O fato é que gostamos da segurança da cultura pop. Quando se tira essa segurança, muitos reagem de forma irracional, é até compreensível. Mas, como eu já afirmei, nem tudo é causa para alarde. Há muitas análises e pontos de vista sobre o filme com embasamento e boas argumentações.  A crítica americana em geral endeusou Os Últimos Jedi, mas minha reflexão e algumas ponderações negativas sobre ele me fizeram reavaliar alguns dos seus aspectos. Nem tanto ao céu, nem ao inferno.
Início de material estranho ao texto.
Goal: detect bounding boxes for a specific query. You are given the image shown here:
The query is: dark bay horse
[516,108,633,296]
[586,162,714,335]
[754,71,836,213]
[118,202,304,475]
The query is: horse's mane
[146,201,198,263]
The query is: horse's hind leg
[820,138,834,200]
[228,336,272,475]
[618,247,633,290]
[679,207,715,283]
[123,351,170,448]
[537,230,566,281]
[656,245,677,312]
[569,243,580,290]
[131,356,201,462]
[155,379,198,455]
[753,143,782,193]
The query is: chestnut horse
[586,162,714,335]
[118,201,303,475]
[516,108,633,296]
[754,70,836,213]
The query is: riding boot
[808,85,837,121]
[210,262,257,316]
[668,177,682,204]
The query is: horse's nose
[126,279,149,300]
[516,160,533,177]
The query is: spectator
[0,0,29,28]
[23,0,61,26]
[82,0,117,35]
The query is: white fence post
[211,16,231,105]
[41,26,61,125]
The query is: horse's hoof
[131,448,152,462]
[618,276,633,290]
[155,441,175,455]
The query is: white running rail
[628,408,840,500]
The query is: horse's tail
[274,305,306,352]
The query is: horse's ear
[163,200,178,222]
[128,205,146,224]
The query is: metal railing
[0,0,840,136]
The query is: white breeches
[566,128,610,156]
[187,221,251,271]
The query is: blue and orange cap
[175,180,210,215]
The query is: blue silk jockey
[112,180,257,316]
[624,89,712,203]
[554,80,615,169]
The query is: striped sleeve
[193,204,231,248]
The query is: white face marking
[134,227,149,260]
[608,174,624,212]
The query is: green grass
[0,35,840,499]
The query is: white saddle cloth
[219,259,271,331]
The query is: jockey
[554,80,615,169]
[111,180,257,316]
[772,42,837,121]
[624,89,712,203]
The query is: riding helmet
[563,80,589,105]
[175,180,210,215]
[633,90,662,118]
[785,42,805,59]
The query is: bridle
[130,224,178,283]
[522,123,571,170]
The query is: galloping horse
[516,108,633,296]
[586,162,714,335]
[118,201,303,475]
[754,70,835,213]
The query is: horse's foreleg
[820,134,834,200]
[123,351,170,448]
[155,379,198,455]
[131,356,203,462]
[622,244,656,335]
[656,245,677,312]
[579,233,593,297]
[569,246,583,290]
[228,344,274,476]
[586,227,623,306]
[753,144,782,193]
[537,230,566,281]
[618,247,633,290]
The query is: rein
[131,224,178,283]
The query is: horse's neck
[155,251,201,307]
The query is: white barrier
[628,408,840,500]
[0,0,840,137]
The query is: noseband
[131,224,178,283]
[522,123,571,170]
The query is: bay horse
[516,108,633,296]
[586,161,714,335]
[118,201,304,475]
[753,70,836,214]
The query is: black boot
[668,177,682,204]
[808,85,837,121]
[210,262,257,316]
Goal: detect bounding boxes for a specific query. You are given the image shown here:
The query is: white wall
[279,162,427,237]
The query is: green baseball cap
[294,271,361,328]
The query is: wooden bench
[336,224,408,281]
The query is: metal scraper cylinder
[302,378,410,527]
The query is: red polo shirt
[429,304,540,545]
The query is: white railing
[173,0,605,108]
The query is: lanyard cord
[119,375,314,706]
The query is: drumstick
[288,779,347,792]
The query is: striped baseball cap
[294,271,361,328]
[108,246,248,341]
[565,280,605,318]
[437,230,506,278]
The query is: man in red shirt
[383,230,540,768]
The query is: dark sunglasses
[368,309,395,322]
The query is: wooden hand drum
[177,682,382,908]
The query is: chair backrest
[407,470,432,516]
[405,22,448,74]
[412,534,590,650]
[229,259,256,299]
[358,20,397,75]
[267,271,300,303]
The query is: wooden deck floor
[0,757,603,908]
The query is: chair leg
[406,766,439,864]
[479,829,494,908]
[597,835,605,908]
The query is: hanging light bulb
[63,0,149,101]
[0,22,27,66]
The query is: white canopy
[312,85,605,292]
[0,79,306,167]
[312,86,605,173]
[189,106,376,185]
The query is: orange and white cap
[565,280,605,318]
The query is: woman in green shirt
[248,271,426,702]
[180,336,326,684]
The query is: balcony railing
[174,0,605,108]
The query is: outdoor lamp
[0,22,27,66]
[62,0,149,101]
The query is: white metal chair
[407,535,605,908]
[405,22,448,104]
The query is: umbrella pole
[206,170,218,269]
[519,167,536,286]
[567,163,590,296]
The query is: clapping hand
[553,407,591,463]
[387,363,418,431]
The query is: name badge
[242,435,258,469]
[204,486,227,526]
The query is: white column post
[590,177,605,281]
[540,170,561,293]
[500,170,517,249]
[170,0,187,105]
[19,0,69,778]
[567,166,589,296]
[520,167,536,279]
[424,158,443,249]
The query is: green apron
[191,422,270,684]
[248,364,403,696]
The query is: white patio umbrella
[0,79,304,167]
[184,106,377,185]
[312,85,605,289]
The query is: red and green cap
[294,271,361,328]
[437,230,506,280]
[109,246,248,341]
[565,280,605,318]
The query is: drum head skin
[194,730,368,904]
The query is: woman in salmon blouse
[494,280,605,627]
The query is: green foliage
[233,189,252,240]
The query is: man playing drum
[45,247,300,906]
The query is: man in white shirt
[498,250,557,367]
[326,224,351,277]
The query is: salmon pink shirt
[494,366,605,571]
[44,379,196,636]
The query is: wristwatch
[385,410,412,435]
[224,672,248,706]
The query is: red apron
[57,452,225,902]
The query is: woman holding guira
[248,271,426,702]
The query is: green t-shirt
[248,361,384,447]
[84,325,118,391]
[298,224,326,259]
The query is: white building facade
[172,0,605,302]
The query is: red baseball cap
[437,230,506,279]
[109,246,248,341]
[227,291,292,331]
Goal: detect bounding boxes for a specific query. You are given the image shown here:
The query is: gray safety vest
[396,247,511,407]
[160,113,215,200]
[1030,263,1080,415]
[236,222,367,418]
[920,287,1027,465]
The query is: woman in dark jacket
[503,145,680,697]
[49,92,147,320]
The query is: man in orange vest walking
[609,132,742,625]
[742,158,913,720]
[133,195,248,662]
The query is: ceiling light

Faz parte da atividade de reflexão sobre a obra de arte.

O que podemos fazer é, como tudo na internet, tentar separar o joio do trigo, o que é útil em meio ao mar de besteiras. É uma das funções da atividade crítica, a qual sempre faço questão de repetir em textos, nos nossos cursos e para quem conversa comigo sobre cinema: provocar a reflexão, ir de encontro ao imediatismo, às opiniões rasas e apressadas. Fanatismo é a morte do debate. Exigir que uma obra de arte cumpra as suas expectativas é um desejo fanático e infantil. A obra, os personagens… Nada disso pertence a você. Pertencem a quem está criando a obra de arte. Você não manda na arte: você, eu, todos nós, somos receptores. Podemos avaliar e discutir, manifestar nosso desejo de apoiar essa obra ou não, mas tudo isso só ocorre depois do ato da criação. E ao contrário do que aqueles caras do tal do MBL acreditam, não é função da arte nos deixar confortáveis ou mostrar só coisas “bonitinhas”.

Stephen King é que foi visionário: ele não podia saber, mas a internet deu voz a milhares de Annie Wilkes por todo o mundo. As Annie Wilkes do mundo não sabem argumentar, nem criar. Quase sempre só reclamam. E exigem que os objetos de sua adoração se conformem às suas vontades. Cabe aos espectadores e verdadeiros fãs do cinema identificá-las e parar de dar atenção para elas. E rever (ou reler) Louca Obsessão nunca faz mal.

Ah, e não, eu não considero meu irmão uma Annie Wilkes. Mas mesmo ele, um sujeito que considero equilibrado, de vez em quando parece que perde a cabeça por causa do bendito Star Wars. É algo a se pensar.

Enfim, essa é a minha primeira resolução para 2018: identificar e não dar mais bola para os “fãs” da cultura pop. Deixo a sugestão para todos que lerem isso façam o mesmo. Sua vida poderá ficar mais feliz.  E no fim das contas, vale sempre lembrar: É só um filme, galera! Essa é uma das belezas do cinema: Significa tudo, e ao mesmo tempo, nada.

Agora, me deem licença que eu não quero mais pensar em Os Últimos Jedi por um bom tempo.